I have to re-take an Algebra 2 test, but I don't understand how to solve a couple of questions that I got wrong. If anyone can explain to me how to solve them, help me out :) Thanks!!!
P.s.- you have to solve and check answers for extraneous roots)
1. √x - 3 = x - 5
2. √14x - 5 = x + 2
3. √2x - 3 = √3x - 2
4. 3√2x - 3 = 7 (The "3" before the square root is actually an exponent.)

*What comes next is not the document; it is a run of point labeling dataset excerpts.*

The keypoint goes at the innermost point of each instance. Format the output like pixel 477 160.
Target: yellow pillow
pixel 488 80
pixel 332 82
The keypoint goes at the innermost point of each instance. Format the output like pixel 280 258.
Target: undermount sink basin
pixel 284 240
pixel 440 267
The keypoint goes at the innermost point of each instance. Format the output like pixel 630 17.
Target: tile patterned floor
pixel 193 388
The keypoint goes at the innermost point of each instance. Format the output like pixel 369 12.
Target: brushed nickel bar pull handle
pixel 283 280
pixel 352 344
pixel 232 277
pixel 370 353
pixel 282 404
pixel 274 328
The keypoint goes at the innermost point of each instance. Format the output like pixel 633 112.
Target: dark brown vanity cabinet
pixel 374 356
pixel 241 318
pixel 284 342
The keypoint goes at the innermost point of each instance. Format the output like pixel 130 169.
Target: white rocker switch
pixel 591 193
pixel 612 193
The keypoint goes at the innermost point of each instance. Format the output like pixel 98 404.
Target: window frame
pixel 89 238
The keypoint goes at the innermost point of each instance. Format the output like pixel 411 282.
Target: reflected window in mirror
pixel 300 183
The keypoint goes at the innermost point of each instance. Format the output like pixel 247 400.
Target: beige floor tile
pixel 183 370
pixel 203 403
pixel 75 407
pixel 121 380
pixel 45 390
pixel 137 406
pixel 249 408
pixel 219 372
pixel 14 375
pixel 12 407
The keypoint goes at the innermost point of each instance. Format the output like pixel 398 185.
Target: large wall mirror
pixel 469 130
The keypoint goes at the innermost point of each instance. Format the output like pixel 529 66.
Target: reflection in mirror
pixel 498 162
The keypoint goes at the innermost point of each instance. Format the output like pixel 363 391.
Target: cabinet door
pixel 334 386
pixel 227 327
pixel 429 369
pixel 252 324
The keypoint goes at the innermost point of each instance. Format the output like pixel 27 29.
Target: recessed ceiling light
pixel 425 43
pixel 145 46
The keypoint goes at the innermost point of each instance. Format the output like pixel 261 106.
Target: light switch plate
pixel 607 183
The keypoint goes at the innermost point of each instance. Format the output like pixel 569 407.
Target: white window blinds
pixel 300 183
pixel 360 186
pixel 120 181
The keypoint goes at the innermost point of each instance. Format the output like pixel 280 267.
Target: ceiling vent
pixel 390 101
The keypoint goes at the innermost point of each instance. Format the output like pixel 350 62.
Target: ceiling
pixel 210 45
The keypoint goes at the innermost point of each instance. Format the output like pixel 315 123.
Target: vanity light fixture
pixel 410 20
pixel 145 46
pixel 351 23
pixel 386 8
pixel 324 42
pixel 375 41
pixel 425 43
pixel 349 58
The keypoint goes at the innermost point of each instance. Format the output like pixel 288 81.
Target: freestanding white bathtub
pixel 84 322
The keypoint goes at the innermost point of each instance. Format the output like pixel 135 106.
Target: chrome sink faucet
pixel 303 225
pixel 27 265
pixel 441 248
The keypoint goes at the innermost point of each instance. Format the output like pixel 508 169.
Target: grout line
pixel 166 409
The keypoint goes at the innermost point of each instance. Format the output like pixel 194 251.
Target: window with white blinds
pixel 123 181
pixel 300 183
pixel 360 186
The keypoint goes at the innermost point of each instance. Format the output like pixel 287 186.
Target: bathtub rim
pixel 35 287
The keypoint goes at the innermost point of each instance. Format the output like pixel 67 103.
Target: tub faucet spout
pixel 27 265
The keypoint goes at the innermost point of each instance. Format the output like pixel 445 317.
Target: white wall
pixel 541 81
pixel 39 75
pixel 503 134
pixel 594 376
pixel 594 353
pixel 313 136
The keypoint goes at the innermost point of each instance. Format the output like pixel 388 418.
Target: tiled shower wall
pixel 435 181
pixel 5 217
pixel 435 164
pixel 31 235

Thanks so much if you can help me out.
2 Answers
- LSLv 41 decade agoFavorite Answer
1. To isolate the root, make the equation:
√x = x - 2
x = x^2 - 4x + 4
x^2 - 5x + 4 = 0 factor
x = 4 and 1 check to see if they work
√4 - 3 = 4 - 5 ---> -1 = -1
√1 -3 = 1 - 5 -2 =/= -4 so 1 is extraneous
2. √14x = x + 7
14x = x^2 + 14x +49
x^2 + 49 = 0
no solution
3.
-3 = √x - 2
√x = -1
x = -1
no solution since we can't solve √of a neg. number
4.
3√2x = 10
2x = 10^3 (1000) --> x = 500
Check and you get 7 = 7
Source(s): My brain - ?Lv 44 years ago
ending up the sq. 2x² + 20x = -38 x² + 10x = - 19 [ Divide by using common element of two] x² + 10x + 25 = -19 + 25 [upload 25 to the two the factors so as that L.H.S takes this sort of x² + 2xy + y²] (x+5)² = 6 [x² + 2xy + y² = (x+y)²] x + 5 = ± ?6 [Take sq. root of the two aspects , R.H.S ought to be ± ?6 on condition that the (?6)² and (-?6)² are the two reminiscent of 6] hence x= -5 + ?6 or x = -5 - ?6 Quadratic equation Roots of the equation 2x² + 20x = - 38 2x² + 20x + 38 = 0 [Taking -38 to the L.H.S] Roots are -(b ±?(b² - 4ac) )/ 2a the region a= 2 b = 20 and c = 38 = ( -20 ±?( (20)² - 4(2)(38) / 2(2) ) = ( -20 ±?( 4 hundred - 304) / 4) = ( ( -20 ±?ninety six / 4) = ( -20 ±?sixteen * ?6) / 4) = (-20 ±4?6)/4 = -5 ±?6 ie : -5 + ?6 and -5 - ?6 are the roots Cheers !!!